Health and Behaviour
Lifestyle behaviours, such as tobacco, alcohol and caffeine use, exercise and diet, reflect the primary modifiable causes of morbidity and mortality in high income countries such as the UK. Health and Behaviour, led by Professor Marcus Munafò, focuses on understanding the relationships between such lifestyle behaviours and both physical and mental health outcomes. We use a range of methods (e.g., Mendelian randomization, negative control methods) to allow us to arrive at stronger conclusions regarding whether associations between these behaviours and these outcomes are likely to be causal and, if so, which direction they operate in. The next step is to explore the mechanisms that underlie these causal relationships, through human laboratory studies that allow us to investigate relevant cognitive and biological pathways. This understanding of mechanism in turn allows us to develop novel pharmacological and behavioural interventions to target these causal pathways, and improve physical and mental health outcomes at an individual and a population level.
Aims and Objectives
To understand developmental trajectories and determinants of health behaviours.
To conduct causal analyses of the consequences of health behaviours.
To develop interventions to modify health behaviours in adolescence and adulthood.
Smoking and schizophrenia
Cigarette smoking is common among people with mental health conditions such as schizophrenia. This may be because people with these conditions use tobacco to help manage their symptoms, or because smoking is a risk factor for these conditions. We are currently exploring these alternative possibilities, using Mendelian randomization.
Lead researcher: Suzi Gage
Key publication: Gage SH, Munafò MR. Rethinking the association between smoking and schizophrenia. Lancet Psychiatry 2015 Feb;2(2):118-9.
Smoking in pregnancy
Maternal smoking during pregnancy is associated with a range of negative physical and behavioural outcomes in the offspring, but it is not clear whether all of these associations are causal. We are exploring this, using negative control and cross-contextual methods.

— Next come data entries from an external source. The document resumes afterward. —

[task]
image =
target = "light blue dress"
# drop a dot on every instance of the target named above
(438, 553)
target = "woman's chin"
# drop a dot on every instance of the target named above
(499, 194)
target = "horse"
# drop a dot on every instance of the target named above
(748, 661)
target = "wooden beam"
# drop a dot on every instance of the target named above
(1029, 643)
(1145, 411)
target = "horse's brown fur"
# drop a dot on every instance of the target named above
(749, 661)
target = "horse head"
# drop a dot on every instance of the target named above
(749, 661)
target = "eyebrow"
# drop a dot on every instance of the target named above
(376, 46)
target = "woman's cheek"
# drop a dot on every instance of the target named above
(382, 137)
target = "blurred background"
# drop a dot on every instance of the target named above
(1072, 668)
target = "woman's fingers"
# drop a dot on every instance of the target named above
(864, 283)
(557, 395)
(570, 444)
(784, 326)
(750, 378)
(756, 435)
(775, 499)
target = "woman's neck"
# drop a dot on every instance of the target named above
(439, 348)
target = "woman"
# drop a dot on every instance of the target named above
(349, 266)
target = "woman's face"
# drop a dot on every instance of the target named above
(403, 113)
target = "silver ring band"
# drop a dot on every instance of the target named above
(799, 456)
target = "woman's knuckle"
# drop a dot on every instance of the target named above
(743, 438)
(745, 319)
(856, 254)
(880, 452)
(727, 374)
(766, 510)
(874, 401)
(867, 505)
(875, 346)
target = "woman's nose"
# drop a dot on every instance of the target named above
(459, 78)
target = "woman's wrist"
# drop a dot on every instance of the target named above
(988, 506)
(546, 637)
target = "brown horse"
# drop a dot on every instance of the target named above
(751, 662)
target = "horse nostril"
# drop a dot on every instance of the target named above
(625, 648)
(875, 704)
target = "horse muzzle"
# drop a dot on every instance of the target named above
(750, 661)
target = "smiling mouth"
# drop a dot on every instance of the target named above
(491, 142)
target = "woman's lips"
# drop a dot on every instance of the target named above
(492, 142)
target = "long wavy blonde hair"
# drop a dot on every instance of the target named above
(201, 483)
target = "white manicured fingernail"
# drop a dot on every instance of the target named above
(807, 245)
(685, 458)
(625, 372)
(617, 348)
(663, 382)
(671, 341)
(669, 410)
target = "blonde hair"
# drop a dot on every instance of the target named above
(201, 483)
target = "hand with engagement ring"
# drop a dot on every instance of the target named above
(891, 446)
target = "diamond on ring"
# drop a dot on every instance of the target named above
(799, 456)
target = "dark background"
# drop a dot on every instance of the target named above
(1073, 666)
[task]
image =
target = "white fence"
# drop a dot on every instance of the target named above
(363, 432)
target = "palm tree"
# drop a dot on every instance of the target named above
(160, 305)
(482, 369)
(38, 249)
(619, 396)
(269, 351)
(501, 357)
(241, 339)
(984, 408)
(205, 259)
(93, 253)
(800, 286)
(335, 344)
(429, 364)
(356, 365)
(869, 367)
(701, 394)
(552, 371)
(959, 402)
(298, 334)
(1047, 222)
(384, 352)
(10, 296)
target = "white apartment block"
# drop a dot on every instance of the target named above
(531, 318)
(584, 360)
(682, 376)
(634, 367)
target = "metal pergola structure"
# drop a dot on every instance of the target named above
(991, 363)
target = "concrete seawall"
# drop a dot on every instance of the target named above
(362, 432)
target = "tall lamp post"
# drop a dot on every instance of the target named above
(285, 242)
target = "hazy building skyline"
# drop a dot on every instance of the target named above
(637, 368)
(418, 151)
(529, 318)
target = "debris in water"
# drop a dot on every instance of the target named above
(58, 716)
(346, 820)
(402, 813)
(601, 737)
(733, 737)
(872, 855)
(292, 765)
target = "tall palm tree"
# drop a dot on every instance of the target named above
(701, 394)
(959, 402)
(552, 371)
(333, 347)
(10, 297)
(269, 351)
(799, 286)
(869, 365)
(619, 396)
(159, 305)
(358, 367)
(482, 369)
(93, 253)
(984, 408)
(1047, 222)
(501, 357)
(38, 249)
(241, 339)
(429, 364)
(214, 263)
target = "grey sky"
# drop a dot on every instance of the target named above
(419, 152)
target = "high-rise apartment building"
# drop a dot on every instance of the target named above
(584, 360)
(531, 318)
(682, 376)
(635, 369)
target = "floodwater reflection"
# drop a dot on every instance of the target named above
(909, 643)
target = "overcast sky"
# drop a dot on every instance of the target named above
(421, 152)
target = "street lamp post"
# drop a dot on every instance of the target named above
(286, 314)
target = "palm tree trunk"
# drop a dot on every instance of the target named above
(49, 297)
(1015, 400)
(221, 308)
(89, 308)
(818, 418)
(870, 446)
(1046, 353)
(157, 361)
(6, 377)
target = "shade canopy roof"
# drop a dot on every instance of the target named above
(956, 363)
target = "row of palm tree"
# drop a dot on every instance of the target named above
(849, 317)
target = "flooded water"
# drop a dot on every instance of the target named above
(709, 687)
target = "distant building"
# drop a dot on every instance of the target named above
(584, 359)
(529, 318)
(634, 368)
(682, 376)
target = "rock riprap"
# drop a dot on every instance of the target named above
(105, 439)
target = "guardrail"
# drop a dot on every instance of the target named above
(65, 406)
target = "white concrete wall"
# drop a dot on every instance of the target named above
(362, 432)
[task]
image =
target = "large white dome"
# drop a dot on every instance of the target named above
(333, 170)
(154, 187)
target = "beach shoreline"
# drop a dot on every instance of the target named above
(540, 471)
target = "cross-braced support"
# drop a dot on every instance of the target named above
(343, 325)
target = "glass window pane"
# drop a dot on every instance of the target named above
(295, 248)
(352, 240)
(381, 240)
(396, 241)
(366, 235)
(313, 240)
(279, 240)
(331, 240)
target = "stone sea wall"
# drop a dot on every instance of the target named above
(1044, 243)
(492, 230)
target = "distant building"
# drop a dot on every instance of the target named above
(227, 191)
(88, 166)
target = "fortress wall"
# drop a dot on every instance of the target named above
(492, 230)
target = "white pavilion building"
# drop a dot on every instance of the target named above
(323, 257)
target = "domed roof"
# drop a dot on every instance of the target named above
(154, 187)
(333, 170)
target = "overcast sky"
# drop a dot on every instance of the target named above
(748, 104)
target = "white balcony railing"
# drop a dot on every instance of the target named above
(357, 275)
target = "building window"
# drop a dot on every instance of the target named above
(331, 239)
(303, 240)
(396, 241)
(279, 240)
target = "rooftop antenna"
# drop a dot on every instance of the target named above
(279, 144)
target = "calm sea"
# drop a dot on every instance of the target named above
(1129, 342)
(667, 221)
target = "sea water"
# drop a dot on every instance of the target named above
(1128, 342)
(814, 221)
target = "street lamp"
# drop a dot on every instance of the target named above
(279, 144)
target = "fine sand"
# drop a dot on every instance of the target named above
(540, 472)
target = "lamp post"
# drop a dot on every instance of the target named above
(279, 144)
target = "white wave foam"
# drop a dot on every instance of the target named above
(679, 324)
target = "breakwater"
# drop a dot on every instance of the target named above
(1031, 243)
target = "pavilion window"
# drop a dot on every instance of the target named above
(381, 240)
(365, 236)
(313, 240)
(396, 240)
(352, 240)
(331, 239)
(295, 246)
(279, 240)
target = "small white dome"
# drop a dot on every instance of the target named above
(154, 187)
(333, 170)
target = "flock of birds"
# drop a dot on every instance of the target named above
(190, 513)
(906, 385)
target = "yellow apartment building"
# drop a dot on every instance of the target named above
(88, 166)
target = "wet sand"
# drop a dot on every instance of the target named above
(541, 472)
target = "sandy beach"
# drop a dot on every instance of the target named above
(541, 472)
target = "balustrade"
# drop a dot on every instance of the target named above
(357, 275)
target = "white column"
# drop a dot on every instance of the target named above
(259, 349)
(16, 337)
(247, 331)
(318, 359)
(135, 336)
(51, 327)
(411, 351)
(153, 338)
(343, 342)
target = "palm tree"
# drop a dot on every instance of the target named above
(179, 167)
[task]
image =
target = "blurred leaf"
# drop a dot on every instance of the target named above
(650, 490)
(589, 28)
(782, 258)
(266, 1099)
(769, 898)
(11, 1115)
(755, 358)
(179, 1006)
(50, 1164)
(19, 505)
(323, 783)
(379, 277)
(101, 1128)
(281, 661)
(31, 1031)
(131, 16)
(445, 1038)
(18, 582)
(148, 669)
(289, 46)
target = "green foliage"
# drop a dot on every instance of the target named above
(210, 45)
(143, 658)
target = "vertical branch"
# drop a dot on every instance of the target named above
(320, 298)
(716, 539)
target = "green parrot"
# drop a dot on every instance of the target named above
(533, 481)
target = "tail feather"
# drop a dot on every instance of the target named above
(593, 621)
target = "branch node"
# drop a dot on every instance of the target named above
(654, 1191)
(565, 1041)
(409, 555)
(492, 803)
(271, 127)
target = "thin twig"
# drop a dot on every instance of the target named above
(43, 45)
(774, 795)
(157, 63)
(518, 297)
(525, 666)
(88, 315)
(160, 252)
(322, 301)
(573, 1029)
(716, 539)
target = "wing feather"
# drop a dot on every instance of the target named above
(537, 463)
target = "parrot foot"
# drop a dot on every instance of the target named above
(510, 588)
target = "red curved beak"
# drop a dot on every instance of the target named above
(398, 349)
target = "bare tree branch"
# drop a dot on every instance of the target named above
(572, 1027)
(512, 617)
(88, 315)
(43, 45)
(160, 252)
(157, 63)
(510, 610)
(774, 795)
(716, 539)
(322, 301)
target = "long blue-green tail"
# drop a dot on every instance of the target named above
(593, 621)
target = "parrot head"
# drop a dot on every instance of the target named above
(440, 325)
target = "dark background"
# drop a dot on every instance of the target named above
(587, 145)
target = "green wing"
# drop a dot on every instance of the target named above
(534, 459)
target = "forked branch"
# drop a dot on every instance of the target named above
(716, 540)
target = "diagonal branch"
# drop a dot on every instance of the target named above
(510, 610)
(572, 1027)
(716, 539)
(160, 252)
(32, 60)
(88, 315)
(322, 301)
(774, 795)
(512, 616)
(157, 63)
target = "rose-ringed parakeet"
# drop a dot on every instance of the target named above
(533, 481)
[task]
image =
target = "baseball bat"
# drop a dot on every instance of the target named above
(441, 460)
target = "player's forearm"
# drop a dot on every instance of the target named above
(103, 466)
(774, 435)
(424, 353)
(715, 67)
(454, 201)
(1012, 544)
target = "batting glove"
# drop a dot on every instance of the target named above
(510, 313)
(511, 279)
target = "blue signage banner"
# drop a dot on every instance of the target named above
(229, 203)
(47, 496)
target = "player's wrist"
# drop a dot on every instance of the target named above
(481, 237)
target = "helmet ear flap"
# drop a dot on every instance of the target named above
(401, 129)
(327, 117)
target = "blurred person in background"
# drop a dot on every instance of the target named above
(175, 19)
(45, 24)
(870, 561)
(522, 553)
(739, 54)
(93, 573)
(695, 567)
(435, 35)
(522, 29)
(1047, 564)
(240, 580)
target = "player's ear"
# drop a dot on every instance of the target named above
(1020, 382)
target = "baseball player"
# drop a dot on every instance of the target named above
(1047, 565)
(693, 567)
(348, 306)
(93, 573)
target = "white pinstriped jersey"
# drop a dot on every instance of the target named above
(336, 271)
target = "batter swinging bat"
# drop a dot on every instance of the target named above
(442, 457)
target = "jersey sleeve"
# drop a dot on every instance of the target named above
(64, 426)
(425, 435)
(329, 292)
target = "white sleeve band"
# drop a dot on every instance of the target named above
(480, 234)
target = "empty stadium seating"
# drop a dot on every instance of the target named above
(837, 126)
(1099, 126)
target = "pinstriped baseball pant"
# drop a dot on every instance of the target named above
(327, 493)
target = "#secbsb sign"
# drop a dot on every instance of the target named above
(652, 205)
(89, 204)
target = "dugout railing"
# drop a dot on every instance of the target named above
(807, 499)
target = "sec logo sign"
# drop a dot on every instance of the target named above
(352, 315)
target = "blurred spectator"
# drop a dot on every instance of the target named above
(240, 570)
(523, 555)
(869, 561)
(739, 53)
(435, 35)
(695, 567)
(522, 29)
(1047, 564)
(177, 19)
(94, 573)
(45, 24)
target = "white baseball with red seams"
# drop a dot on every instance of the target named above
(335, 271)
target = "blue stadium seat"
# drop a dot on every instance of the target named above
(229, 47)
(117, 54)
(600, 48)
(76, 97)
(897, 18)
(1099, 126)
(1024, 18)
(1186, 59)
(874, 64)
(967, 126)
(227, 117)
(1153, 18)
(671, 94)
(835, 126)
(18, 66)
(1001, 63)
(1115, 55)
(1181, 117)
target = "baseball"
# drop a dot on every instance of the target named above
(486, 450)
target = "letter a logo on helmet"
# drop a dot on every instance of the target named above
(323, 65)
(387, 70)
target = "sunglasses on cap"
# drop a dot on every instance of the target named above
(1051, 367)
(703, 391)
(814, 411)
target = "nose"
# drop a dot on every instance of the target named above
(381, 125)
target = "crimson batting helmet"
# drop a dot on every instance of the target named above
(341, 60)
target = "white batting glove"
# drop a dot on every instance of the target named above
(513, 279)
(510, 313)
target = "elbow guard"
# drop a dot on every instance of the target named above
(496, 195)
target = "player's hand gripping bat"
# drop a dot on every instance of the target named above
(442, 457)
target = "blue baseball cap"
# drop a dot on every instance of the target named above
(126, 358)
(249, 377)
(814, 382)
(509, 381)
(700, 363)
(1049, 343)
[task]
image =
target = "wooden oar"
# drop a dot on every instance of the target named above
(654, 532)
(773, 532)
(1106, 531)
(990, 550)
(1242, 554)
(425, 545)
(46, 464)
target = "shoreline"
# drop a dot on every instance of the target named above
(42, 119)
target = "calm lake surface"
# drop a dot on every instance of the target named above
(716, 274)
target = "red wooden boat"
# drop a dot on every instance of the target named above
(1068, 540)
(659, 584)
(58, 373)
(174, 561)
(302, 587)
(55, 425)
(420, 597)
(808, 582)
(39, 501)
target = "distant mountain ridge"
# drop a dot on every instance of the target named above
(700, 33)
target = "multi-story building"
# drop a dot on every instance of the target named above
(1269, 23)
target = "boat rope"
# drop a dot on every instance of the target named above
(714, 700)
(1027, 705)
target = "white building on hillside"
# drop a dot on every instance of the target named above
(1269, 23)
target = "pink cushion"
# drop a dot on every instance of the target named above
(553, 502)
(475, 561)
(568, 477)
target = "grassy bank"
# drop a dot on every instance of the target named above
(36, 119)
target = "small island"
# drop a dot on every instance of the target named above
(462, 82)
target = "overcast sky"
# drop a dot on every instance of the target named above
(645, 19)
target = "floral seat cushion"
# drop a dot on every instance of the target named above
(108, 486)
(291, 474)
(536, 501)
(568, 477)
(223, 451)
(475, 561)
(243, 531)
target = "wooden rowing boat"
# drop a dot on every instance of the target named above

Lead researcher: Amy Taylor
Key publication: Taylor AE, Howe LD, Heron JE, Ware JJ, Hickman M, Munafò MR. Maternal smoking during pregnancy and offspring smoking initiation: assessing the role of intrauterine exposure. Addiction. 2014 Jun;109(6):1013-21.
Our ability to recognise emotion in others is related to our mental health. People with high levels of depression and anxiety have a reduced ability to recognise facial emotional expressions in others. We are exploring whether it is possible to train these abilities, in order to improve mental health.
Lead researcher: Angela Attwood
Key publication: Dalili MN, Penton-Voak IS, Harmer CJ, Munafò MR. Meta-analysis of emotion Key publication: recognition deficits in major depressive disorder. Psychol Med. 2015 Apr;45(6):1135-44.
We are exploring how packaging characteristics influence behaviour. We have shown that standardised (“plain”) tobacco packaging increases the salience of health warnings, research that informed recent policies on standardised packaging. We are also investigating how glass shape influences alcohol consumption.
Lead researcher: Olivia Maynard
Key publication: Maynard OM, Attwood A, O'Brien L, Brooks S, Hedge C, Leonards U, Munafò MR. Avoidance of cigarette pack health warnings among regular cigarette smokers. Drug Alcohol Depend. 2014 Mar 1;136:170-4.